Wednesday, October 30, 2013

the phenomenology of digital life part 359


"The idea of free time has been losing its meaning in the Internet era. We end up idling with the same computers we once used to be productive and make money, and the convergence has made it increasingly difficult to be genuinely non-productive....   the average daily person spent 100 minutes relaxing online, about a third of the five hours of free time most people have.... As our leisure time becomes less physically social, it becomes more focused on seeking and discovering, driven by an ironic sense of absence.....  The feeling of being enmeshed in an aura of perpetually unfulfilled possibility emanating from one’s laptop screen is quickly becoming one of the hallmarks of our time and place, chasing after random story threads and trivial curiosities that wipe one’s memory clean for a few minutes or hours. 
 
"Watching television and reading a few magazines a month were certainly commodified forms of leisure, but the Internet has multiplied these forms, turned them interactive, and charged them with an increasing pace that is both impossible to fully absorb, and yet painful to step away from for fear of missing out on something that cannot be genuinely experienced in retrospect...

"An increasingly large percentage of the content in these channels is an abstract form of productivity that has wormed its way into our leisure... These points of overlap where work and relaxation seem to become dopplegangers are not just signs of an increasing leisure culture, but affects of a society that has made work so pervasive it sometimes feels impossible to tell when one is and isn’t working. Even when we’re not working our brains are looking for ways that we could be, in which light the Internet is what we have built for ourselves to drain that need."

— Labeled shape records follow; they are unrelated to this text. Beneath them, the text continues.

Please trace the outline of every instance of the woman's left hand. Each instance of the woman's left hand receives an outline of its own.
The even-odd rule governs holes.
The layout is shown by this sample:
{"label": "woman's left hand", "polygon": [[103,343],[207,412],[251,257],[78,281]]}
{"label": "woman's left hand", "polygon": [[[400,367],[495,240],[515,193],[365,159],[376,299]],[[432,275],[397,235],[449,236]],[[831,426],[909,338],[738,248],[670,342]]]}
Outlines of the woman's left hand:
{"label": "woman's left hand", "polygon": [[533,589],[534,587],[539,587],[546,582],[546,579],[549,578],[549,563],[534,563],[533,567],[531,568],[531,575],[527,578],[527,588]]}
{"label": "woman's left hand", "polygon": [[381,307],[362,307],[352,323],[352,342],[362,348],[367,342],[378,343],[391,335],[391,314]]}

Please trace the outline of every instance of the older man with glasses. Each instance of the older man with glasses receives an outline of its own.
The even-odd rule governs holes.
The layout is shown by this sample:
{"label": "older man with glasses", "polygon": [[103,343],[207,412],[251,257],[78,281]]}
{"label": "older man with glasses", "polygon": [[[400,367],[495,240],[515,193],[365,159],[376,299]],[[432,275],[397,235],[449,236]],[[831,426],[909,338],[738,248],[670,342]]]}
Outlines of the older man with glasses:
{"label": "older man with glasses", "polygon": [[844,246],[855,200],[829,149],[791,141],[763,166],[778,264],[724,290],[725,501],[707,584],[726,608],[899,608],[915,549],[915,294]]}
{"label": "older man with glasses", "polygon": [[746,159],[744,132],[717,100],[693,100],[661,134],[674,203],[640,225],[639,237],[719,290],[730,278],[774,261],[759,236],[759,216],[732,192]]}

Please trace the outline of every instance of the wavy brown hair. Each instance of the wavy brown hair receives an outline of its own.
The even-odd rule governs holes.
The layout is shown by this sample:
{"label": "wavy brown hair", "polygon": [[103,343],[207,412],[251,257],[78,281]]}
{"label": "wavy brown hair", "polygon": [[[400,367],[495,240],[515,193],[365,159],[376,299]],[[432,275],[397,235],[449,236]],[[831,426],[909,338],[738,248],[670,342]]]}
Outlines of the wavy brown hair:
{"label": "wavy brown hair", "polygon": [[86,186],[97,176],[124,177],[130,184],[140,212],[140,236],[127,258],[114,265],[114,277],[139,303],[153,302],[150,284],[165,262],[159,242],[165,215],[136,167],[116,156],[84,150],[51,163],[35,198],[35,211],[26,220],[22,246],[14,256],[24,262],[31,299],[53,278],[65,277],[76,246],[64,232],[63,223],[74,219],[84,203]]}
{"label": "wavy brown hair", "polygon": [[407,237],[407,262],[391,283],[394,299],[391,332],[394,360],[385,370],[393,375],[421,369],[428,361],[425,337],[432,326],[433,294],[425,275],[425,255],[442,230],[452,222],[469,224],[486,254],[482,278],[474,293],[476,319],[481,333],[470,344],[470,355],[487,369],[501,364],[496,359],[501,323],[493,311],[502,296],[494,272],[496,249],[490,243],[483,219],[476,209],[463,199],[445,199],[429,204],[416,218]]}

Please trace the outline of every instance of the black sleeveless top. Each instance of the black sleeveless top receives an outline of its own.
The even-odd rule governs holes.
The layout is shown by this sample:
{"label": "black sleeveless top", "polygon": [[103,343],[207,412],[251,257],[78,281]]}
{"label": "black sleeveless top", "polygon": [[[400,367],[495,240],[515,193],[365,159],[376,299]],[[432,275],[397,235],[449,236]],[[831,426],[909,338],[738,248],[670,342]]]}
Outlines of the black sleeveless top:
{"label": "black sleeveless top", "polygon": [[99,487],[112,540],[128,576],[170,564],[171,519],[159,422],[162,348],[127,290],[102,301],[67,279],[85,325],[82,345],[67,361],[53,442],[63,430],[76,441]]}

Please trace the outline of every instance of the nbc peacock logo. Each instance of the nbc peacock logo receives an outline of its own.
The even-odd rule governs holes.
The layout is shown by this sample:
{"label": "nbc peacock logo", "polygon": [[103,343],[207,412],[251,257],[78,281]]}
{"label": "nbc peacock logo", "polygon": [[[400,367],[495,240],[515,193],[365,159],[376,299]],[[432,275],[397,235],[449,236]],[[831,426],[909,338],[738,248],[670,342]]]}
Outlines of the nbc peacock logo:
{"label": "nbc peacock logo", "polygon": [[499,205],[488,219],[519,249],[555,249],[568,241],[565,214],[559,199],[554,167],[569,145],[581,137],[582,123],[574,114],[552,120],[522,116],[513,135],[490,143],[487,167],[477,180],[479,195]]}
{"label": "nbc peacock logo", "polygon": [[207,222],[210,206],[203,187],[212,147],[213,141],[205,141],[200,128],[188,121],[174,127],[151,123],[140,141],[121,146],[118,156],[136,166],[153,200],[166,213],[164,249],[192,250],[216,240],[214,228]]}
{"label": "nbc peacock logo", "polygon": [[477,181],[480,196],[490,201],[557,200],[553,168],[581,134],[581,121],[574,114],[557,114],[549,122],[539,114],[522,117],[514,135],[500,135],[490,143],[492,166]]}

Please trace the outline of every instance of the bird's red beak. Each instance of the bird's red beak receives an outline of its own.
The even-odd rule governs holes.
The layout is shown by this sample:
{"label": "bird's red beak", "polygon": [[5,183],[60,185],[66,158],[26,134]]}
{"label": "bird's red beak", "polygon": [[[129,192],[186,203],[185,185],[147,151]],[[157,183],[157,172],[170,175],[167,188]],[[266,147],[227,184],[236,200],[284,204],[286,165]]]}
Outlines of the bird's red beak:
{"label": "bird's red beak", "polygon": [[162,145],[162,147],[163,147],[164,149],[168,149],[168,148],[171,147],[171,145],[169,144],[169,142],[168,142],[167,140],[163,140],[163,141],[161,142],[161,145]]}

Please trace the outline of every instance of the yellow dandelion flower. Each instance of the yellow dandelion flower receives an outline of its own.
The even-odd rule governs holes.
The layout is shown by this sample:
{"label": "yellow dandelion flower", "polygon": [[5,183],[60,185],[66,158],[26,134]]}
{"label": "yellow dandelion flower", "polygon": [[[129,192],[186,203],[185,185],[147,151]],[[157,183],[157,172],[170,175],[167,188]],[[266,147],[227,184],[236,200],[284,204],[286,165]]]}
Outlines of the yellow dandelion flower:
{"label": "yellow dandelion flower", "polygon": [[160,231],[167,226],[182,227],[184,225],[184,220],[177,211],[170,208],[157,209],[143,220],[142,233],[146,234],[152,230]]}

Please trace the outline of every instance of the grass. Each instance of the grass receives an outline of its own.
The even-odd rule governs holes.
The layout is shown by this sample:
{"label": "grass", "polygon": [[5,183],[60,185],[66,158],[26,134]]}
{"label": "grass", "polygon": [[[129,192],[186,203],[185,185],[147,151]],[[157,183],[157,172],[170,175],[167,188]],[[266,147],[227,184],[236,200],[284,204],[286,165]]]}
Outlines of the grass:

Thomsen concedes that in the analogue era there was arguably just as much frittering away of time through purposeless idling (gawping at shit TV, daydreaming, doodling, puzzles, etc). But I think it was a different kind of vacancy, precisely because less purposive - pseudo-purposive, quasi-productive -- than the searching/liking/interacting/commenting/cut+pasting modes of web life.  A form of idling and squandering of time that was more conducive to creativity, in so far as in those voids, ideas would generate.  At very least it was genuinely relaxing, real down time.

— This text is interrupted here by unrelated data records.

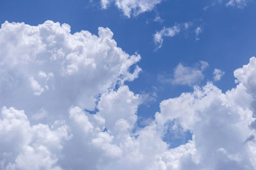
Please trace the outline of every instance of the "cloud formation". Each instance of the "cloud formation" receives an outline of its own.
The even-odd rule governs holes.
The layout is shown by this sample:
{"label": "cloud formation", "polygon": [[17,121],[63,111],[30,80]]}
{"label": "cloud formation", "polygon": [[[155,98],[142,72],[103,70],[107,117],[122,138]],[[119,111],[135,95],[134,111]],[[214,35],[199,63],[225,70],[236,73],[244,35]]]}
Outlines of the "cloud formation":
{"label": "cloud formation", "polygon": [[237,8],[243,8],[247,6],[248,0],[230,0],[226,3],[226,6],[236,6]]}
{"label": "cloud formation", "polygon": [[224,76],[225,72],[222,71],[219,69],[214,69],[213,71],[213,80],[214,81],[219,81],[221,79],[222,76]]}
{"label": "cloud formation", "polygon": [[[129,70],[140,56],[117,47],[108,28],[98,36],[70,29],[51,21],[2,25],[1,169],[256,168],[256,58],[235,71],[236,87],[195,87],[162,101],[141,127],[143,99],[124,84],[138,76],[138,67]],[[208,64],[179,66],[178,73],[200,75]],[[184,81],[178,82],[193,84]],[[192,138],[172,147],[167,131],[189,131]]]}
{"label": "cloud formation", "polygon": [[173,78],[172,83],[176,85],[193,86],[204,80],[203,71],[209,66],[205,61],[200,61],[198,66],[184,66],[182,64],[174,69]]}
{"label": "cloud formation", "polygon": [[128,18],[131,15],[136,16],[152,10],[162,0],[100,0],[103,9],[108,8],[111,3],[115,3],[118,9]]}

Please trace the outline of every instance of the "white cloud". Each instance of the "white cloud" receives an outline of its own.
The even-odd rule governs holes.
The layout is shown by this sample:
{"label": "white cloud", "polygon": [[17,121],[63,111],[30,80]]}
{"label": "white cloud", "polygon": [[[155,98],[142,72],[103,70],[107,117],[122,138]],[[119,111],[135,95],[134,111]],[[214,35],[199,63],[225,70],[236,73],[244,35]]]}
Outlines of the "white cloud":
{"label": "white cloud", "polygon": [[[154,42],[157,46],[156,49],[162,47],[164,38],[172,38],[178,34],[180,31],[188,29],[193,24],[191,22],[184,22],[182,24],[177,24],[174,26],[170,27],[164,27],[161,31],[156,31],[154,34]],[[195,31],[196,32],[196,29],[195,29]],[[201,32],[201,29],[198,31],[198,34],[199,34]]]}
{"label": "white cloud", "polygon": [[225,72],[218,69],[214,69],[213,71],[213,80],[214,81],[219,81],[221,79],[222,76],[224,76]]}
{"label": "white cloud", "polygon": [[[143,96],[124,81],[138,76],[140,68],[129,69],[140,57],[124,52],[112,36],[104,28],[99,36],[85,31],[71,34],[68,25],[50,21],[2,25],[1,169],[256,168],[255,58],[235,71],[236,88],[222,93],[211,83],[195,87],[162,101],[155,119],[139,127]],[[189,72],[196,79],[208,64],[179,66],[177,75]],[[187,79],[178,82],[193,83]],[[193,138],[170,149],[163,139],[166,128],[189,131]]]}
{"label": "white cloud", "polygon": [[57,156],[68,127],[56,121],[51,127],[31,125],[24,111],[3,107],[0,118],[1,169],[61,169]]}
{"label": "white cloud", "polygon": [[166,28],[164,27],[160,31],[157,31],[154,35],[154,41],[157,48],[159,48],[163,45],[164,37],[173,37],[176,34],[179,34],[180,31],[180,25],[175,25],[172,27]]}
{"label": "white cloud", "polygon": [[173,79],[171,81],[173,84],[195,85],[204,80],[204,70],[208,67],[208,63],[201,61],[198,67],[184,66],[182,64],[174,69]]}
{"label": "white cloud", "polygon": [[100,0],[103,9],[106,9],[112,2],[122,11],[124,15],[131,17],[152,10],[162,0]]}
{"label": "white cloud", "polygon": [[226,6],[236,6],[238,8],[243,8],[247,5],[248,0],[230,0],[226,3]]}
{"label": "white cloud", "polygon": [[200,39],[198,36],[202,32],[202,28],[200,27],[196,27],[196,29],[195,30],[195,32],[196,32],[196,40],[198,41]]}

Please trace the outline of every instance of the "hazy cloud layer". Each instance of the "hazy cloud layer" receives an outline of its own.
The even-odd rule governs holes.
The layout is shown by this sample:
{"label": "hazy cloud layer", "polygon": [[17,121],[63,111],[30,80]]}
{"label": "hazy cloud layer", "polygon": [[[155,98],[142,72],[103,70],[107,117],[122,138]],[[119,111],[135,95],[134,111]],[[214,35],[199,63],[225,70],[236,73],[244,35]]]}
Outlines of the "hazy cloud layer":
{"label": "hazy cloud layer", "polygon": [[122,11],[124,15],[130,18],[131,15],[136,16],[141,13],[151,11],[162,0],[100,0],[103,9],[112,3]]}

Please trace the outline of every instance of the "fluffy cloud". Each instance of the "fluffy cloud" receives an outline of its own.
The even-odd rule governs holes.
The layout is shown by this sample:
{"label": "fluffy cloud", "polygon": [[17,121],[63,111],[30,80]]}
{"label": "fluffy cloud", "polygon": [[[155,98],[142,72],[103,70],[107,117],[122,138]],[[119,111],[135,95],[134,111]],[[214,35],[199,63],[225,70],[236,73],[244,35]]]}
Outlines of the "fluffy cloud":
{"label": "fluffy cloud", "polygon": [[157,31],[154,35],[154,41],[156,45],[159,48],[161,48],[163,45],[163,42],[164,41],[164,37],[173,37],[177,34],[180,31],[180,27],[179,25],[175,25],[172,27],[165,28],[164,27],[160,31]]}
{"label": "fluffy cloud", "polygon": [[128,17],[136,16],[140,13],[149,11],[162,0],[101,0],[101,5],[103,9],[106,9],[112,2],[122,11],[124,15]]}
{"label": "fluffy cloud", "polygon": [[173,79],[172,82],[177,85],[188,85],[190,86],[198,83],[204,80],[204,70],[208,67],[208,63],[200,61],[199,67],[184,66],[182,64],[174,69]]}
{"label": "fluffy cloud", "polygon": [[195,32],[196,33],[196,40],[198,41],[200,39],[200,38],[198,38],[198,36],[200,33],[202,33],[202,28],[200,27],[198,27],[196,28],[196,29],[195,30]]}
{"label": "fluffy cloud", "polygon": [[3,107],[0,118],[1,169],[61,169],[57,165],[68,127],[56,121],[51,127],[31,125],[22,110]]}
{"label": "fluffy cloud", "polygon": [[224,76],[225,72],[218,69],[214,69],[213,71],[213,80],[214,81],[219,81],[221,79],[222,76]]}
{"label": "fluffy cloud", "polygon": [[[155,20],[160,20],[161,18],[156,18]],[[157,48],[160,48],[163,46],[163,43],[164,38],[166,37],[172,38],[177,34],[178,34],[180,31],[187,30],[193,25],[191,22],[184,22],[182,24],[177,24],[173,27],[164,27],[161,31],[156,31],[154,34],[154,42],[157,46]],[[198,36],[202,32],[202,29],[199,27],[195,29],[196,32],[196,38],[198,39]]]}
{"label": "fluffy cloud", "polygon": [[[138,76],[139,67],[129,68],[140,57],[123,52],[112,36],[104,28],[99,36],[71,34],[68,25],[51,21],[2,25],[1,169],[256,168],[255,58],[235,71],[236,88],[196,87],[162,101],[141,127],[143,96],[124,83]],[[187,77],[208,64],[179,66],[176,74]],[[181,77],[179,83],[193,84]],[[188,131],[192,138],[177,147],[164,139]]]}

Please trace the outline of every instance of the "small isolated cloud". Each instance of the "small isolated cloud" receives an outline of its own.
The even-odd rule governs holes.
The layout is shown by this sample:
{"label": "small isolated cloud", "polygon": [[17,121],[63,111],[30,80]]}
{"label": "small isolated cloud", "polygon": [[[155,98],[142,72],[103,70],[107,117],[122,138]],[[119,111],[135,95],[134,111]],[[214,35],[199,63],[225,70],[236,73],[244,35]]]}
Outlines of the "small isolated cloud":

See also: Mark Fisher's essay on time wars  and  that "strange kind of existential state, in which exhaustion bleeds into insomniac overstimulation (no matter how tired we are, there is still time for one more click) and enjoyment and anxiety co-exist (the urge to check emails, for instance, is both something we must do for work and a libidinal compulsion, a psychoanalytic drive that is never satisfied no matter how many messages we receive). The fact that the smart phone makes cyberspace available practically anywhere at anytime means that boredom (or at least the old style, ‘Fordist’ boredom) has effectively been eliminated from social life. Yet boredom, like death, posed existential challenges that are far more easily deferred in the always-on cyberspatial environment. Ultimately, communicative capitalism does not vanquish boredom so much as it “sublates” it, seeming to destroy it only to preserve it in a new synthesis.... We are bored even as we are fascinated, and the limitless distraction allows us to evade confronting death – even as death is closing in on us."